Closed mosheliv closed 4 years ago

mosheliv commented 5 years ago

Describe the feature Please add augmentation "hooks" in configuration that are completely in "user space"

Motivation Currently adding augmentation requires changing mmdetection code. This is not great both because of :

  1. rapid development pace
  2. non persistence of docker
  3. difficulties with keeping reproducible results as you have to record the augmentation used

Related resources

Additional context a simple "augmentaion" section in the config with one or more user python functions that will be called with dataset or stage name (to differenciate between val and train for example), image/s to augment. bbox list and segmentaion list, returning images, bbox and seg to be used something like:


augmentation = dict(
    modules_to_load = ['/home/m/my_module.py'],
    pipeline = ['my_module.aug1', 'my_module.aug2']
)
dsuess commented 5 years ago

This should probably be addressed by #923

mosheliv commented 5 years ago

true, but #923 does not address the user level integration.
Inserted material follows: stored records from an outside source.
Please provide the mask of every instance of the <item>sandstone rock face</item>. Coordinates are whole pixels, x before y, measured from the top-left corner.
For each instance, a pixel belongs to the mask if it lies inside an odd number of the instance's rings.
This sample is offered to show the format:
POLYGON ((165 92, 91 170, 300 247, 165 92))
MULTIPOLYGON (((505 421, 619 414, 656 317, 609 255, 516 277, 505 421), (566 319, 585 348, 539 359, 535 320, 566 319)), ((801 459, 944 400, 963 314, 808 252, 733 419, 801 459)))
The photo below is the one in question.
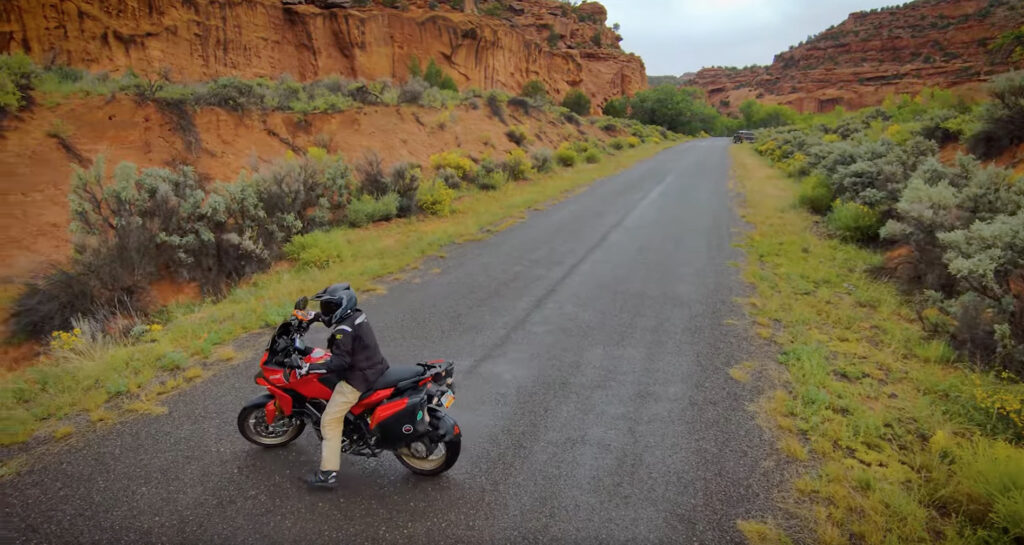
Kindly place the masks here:
POLYGON ((713 104, 734 110, 748 98, 802 112, 881 103, 924 87, 978 86, 1024 68, 992 50, 1000 34, 1024 26, 1020 0, 919 0, 860 11, 768 67, 703 69, 689 83, 713 104))
POLYGON ((283 74, 403 80, 415 55, 434 58, 460 87, 518 91, 539 79, 555 96, 581 88, 595 108, 646 86, 643 61, 618 48, 596 3, 573 11, 523 0, 500 17, 446 3, 429 9, 419 0, 404 10, 327 3, 337 8, 281 0, 4 0, 0 51, 114 74, 170 69, 185 81, 283 74))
It still assumes everything will be dropped into the codebase. This is not the right approach for this, I think.

hellock commented 5 years ago

Thanks for your suggestions! The perspective is that mmdetection can act as a framework and users can develop their own methods using the components and apis without touching the codebase. With the registry mechanism, #923 will allow users to define custom transforms/augmentations and use them in the pipeline.